Not holding my breath as likely can’t charge but 1Mw too and just takes up too much space, weight, not unlike the failed salt battery this might be.
Since 1Mw is only good for .5-1k homes, you’ll need a lot of them.
They would be far smarter going with metal/air batteries with the effective density of diesel, seasonal storage viable now if you reform instead of recharging.
And you can reform/recharge them with solar thermal refining to burn off the oxides.
So, at 1MW per acre, to generate 1TW (US electric capacity) you’d need 1,000,000 acres of batteries. Which is a lot of land. But it’s also a lot less than the 20,000,000 or so acres currently devoted to growing corn for ethanol production. So, the land itself doesn’t seem to be an insurmountable issue. Whether the battery is functional, safe, economical, and can super-scale seem to me to be the big the unknowns here. Which leaves it as almost all unknowns. We’ll see, I guess.
That does seem like a lot of space to take up; I suspect this gives competing zinc-air batteries a competitive advantage.
So, if I understand correctly, the maximum discharge rate is 1MW for a 150MWh AA (aqueous air) battery. Is that also the charge rate? Would it take 150 hours to charge the battery to capacity, or would it take less time? Or more? It would certainly be more convenient if it could be charged faster – the windows of peak time for solar in particular tend to be only a few hours a day. I suppose it would be possible to dump the peak solar into a faster-charging, but lower capacity battery (like lithium ion) and then trickle-charge the AA battery. It would add to the cost of the system, though.
Overall, interesting. Looking forward to learning more.
Rachel, if my pilot-sense and scale notions are correct, courtesy would have us never calling them AA batteries over Form Energy Breather Batteries (FEBBs? Also no?), and the batteries don’t need the solar territory (or the top extent) all over again much less per-nation centralization…I see you were running with Solarman’s figures now, thanks. It certainly does beg the question of improving unarable land for the natural value (forest, built environs, etc.) It’s a whole new world of unlivable basement!

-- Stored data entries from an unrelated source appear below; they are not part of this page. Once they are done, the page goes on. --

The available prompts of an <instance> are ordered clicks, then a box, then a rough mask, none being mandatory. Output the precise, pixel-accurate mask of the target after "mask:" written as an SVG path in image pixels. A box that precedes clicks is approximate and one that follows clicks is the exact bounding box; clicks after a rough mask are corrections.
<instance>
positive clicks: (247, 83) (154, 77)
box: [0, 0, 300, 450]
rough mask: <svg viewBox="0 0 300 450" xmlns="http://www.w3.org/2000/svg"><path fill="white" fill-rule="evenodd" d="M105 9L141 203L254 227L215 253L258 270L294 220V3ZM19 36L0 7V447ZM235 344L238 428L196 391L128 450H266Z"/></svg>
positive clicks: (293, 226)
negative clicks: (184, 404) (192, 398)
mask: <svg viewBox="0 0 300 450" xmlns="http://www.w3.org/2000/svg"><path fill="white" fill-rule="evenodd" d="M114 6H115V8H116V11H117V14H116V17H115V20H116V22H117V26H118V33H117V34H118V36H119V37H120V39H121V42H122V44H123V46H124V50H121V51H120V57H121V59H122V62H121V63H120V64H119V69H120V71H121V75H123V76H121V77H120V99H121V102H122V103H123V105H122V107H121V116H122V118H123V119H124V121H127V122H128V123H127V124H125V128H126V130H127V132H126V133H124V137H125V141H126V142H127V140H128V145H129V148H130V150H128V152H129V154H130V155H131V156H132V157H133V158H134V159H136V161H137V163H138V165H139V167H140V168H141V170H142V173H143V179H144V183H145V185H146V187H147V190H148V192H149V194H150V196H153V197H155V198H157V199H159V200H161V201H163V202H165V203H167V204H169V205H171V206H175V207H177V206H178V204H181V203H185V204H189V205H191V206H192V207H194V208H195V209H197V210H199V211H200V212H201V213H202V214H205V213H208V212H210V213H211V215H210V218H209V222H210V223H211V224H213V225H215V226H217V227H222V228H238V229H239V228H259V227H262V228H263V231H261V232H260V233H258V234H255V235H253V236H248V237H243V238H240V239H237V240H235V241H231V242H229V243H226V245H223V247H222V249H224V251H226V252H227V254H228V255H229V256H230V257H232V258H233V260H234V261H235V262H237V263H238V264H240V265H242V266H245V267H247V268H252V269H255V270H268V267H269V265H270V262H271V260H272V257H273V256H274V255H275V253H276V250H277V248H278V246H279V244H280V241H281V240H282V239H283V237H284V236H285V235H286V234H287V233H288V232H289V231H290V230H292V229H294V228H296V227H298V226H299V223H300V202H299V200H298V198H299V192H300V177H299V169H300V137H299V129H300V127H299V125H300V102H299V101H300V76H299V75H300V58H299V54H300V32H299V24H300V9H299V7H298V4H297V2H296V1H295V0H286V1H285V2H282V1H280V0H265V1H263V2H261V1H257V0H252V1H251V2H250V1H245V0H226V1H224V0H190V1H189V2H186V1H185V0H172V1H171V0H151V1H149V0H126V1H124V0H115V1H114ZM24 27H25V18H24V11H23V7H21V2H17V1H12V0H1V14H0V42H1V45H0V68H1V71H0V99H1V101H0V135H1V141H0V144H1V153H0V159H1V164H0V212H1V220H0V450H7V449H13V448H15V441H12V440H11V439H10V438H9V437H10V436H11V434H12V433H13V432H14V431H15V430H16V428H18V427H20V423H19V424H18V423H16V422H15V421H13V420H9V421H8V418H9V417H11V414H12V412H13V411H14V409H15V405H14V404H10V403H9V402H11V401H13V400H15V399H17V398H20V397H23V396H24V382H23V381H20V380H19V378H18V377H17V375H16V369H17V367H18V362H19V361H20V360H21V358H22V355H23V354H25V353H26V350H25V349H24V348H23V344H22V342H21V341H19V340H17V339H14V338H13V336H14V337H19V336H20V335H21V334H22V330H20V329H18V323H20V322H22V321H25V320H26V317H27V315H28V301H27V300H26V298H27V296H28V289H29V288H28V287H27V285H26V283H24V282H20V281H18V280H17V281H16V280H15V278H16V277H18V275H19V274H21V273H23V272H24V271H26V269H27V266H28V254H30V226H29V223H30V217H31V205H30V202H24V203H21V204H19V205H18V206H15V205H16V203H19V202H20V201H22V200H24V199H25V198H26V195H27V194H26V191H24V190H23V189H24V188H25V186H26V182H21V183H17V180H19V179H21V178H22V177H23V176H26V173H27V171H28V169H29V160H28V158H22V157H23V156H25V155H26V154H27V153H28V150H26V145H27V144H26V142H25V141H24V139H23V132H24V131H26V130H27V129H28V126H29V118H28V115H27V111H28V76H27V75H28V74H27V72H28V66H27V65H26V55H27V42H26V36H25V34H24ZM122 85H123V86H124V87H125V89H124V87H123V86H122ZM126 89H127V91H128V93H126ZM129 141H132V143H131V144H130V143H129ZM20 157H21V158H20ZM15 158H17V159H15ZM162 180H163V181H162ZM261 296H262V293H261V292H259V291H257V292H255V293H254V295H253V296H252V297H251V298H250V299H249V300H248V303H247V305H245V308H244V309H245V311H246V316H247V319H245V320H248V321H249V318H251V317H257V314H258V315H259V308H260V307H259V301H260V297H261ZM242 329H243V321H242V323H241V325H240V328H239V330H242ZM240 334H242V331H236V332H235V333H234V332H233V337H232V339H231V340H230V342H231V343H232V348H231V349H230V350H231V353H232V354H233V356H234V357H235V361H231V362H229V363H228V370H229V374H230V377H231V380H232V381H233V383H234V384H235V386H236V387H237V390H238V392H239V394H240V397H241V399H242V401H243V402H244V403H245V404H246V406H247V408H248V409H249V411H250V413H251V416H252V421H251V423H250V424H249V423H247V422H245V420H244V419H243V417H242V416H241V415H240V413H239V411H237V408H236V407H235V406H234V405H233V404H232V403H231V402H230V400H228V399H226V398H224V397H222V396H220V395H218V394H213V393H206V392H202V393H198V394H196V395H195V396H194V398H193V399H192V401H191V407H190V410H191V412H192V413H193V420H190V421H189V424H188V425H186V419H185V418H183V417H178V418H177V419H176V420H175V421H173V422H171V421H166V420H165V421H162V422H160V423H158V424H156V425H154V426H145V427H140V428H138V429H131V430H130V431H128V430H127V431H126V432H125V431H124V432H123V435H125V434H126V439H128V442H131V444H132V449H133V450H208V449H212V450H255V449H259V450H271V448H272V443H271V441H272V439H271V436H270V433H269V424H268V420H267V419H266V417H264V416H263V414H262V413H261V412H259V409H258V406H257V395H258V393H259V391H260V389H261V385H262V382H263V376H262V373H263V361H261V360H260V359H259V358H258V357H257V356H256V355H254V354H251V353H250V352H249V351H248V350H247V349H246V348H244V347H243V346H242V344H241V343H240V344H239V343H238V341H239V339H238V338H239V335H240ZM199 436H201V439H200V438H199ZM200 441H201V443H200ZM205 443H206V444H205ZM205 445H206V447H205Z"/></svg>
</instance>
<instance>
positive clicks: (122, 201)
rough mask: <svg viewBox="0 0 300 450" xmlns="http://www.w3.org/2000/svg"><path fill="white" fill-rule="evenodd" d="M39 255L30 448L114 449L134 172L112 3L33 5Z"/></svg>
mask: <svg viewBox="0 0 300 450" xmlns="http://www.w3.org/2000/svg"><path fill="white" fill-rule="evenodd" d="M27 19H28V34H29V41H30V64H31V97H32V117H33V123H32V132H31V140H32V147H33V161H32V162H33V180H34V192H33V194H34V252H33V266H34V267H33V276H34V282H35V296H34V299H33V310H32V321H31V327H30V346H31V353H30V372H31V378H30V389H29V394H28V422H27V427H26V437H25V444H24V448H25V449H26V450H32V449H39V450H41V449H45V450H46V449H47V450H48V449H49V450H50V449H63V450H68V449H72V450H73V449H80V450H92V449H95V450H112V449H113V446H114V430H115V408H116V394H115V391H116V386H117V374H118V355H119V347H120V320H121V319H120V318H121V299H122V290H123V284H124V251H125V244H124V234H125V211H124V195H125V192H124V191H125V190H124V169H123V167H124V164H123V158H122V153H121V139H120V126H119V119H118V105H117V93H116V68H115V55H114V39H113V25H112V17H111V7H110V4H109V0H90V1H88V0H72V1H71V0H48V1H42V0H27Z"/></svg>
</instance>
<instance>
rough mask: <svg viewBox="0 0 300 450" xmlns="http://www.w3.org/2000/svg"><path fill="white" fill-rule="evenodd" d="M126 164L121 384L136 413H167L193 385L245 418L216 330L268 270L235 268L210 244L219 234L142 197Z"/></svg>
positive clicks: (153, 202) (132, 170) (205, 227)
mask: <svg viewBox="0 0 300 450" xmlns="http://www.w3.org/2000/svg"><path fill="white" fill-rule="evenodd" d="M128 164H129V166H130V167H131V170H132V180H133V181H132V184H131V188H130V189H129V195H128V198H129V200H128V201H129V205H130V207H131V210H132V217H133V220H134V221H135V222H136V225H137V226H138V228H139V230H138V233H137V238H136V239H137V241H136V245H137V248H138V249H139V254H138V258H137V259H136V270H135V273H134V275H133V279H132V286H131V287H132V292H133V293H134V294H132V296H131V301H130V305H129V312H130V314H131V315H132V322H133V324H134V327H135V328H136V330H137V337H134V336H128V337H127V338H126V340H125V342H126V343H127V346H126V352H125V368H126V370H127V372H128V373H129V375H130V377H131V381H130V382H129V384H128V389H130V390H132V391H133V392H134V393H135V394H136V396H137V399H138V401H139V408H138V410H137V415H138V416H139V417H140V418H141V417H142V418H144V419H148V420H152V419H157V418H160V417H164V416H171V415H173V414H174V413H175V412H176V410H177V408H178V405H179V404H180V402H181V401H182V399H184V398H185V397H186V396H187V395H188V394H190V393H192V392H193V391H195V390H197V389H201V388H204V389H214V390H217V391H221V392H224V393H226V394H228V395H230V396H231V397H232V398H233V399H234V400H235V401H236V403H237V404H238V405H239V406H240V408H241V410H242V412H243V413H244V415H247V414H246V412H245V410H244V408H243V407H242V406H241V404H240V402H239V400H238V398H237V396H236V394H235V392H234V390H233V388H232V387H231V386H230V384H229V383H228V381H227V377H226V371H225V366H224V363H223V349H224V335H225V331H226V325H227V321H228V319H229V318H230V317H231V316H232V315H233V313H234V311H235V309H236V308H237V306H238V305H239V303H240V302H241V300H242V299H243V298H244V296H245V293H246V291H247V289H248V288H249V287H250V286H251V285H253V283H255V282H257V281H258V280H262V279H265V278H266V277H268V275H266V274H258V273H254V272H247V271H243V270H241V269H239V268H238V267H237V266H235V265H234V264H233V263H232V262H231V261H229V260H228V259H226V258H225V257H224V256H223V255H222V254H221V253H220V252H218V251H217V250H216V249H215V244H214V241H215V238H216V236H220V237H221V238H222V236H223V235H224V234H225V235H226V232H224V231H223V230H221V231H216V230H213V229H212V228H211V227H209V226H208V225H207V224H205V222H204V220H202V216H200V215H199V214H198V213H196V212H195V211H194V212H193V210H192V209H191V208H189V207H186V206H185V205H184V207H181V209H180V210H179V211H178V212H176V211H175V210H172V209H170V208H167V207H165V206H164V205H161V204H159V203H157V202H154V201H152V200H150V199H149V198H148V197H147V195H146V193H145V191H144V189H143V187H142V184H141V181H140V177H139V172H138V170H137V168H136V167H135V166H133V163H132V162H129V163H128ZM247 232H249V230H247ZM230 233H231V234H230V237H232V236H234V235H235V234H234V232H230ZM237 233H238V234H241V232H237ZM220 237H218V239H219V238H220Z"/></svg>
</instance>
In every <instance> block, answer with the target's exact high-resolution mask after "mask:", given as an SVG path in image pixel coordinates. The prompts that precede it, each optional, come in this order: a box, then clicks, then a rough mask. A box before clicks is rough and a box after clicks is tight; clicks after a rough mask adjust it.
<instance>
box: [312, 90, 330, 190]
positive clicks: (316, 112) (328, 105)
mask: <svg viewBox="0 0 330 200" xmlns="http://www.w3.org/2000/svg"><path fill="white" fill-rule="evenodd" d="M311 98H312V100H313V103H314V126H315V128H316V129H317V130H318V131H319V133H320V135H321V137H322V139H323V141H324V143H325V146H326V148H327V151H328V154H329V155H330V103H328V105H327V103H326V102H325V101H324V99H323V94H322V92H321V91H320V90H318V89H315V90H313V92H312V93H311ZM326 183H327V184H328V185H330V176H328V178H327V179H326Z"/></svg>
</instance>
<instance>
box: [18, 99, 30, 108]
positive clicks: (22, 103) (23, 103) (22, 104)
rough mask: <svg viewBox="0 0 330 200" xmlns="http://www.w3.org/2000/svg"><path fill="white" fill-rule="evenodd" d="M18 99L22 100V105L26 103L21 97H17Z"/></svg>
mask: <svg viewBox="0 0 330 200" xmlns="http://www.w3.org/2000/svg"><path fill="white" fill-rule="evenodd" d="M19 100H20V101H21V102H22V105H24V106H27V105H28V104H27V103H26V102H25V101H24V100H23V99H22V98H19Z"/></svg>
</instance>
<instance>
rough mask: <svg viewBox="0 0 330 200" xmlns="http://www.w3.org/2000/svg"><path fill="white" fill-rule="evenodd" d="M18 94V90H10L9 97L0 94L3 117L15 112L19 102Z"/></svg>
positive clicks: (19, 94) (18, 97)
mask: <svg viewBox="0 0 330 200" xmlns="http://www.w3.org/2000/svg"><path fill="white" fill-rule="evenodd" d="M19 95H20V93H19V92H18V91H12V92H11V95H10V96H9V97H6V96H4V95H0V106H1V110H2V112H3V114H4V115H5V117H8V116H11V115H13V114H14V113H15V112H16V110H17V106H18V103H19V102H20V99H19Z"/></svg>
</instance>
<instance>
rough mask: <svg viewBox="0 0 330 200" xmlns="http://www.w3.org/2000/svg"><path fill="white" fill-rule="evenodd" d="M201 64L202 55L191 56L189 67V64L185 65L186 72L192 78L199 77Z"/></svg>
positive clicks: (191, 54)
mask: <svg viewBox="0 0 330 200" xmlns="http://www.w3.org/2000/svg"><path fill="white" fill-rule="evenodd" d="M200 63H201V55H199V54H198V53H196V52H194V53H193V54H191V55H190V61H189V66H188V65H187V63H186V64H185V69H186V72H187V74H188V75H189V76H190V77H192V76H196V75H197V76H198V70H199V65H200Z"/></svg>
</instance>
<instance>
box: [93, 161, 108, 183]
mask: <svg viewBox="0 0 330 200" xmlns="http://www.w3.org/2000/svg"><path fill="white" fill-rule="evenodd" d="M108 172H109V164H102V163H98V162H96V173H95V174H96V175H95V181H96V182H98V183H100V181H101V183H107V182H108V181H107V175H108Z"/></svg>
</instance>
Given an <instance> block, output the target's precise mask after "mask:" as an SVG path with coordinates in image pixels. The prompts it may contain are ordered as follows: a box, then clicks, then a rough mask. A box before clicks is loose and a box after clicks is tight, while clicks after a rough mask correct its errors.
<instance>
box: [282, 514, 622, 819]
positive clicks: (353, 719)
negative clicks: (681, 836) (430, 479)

I’m about the overall system and its design. A lot of the lithium ion batteries proposed are built around power blocks of storage and generation in cargo containers. Something like 10MW/400MWh could be a total of 10MWh of generation with 40 hours maximum generation capacity or if designed properly 2MWh at 200 hours maximum generation capacity. As stated, this is a 1MWh for 150 hours maximum generation resource, unless there’s some neat trick to fast charging off of the grid, it seems like something that might work as a “wave” charge state machine. Connect to solar PV strings in a solar farm and charge with over generation in waves of strings while still meeting demands of loads on the grid. Switch the stored energy out in 1MWh increments and sum this generation output until the demand on the grid is met.
150 hours seems like overkill. More is better, but the “holy grail” battery will get recharged with dirt cheap PV every 24 hours, no? (excluding the occasional locust plague). :-/
Or will it be green hydrogen? Seems to be gaining momentum in EU. Thoughts?
From what is said here, I really don’t see this as a breakthrough (no pun intended) unless the cost is pennies per kWh. Any Tesla Megapack can be throttled down to deliver energy at 0.0067 C-rate (1/150). If it is bilateral in the sense that it takes just as long to recharge, then it’s not really practical in Time of Use energy shifting of wind and solar generation.
If it does take up an acre of land, I would suggest installing 100 – 40′ containers of supercapacitors on that acre. You could drain them at 0.0067 C if you like, but you could also recharge them at 1.7 C. A much more useful solution with capability to provide up to a million charge/discharge cycles with no degradation. And commercially available today!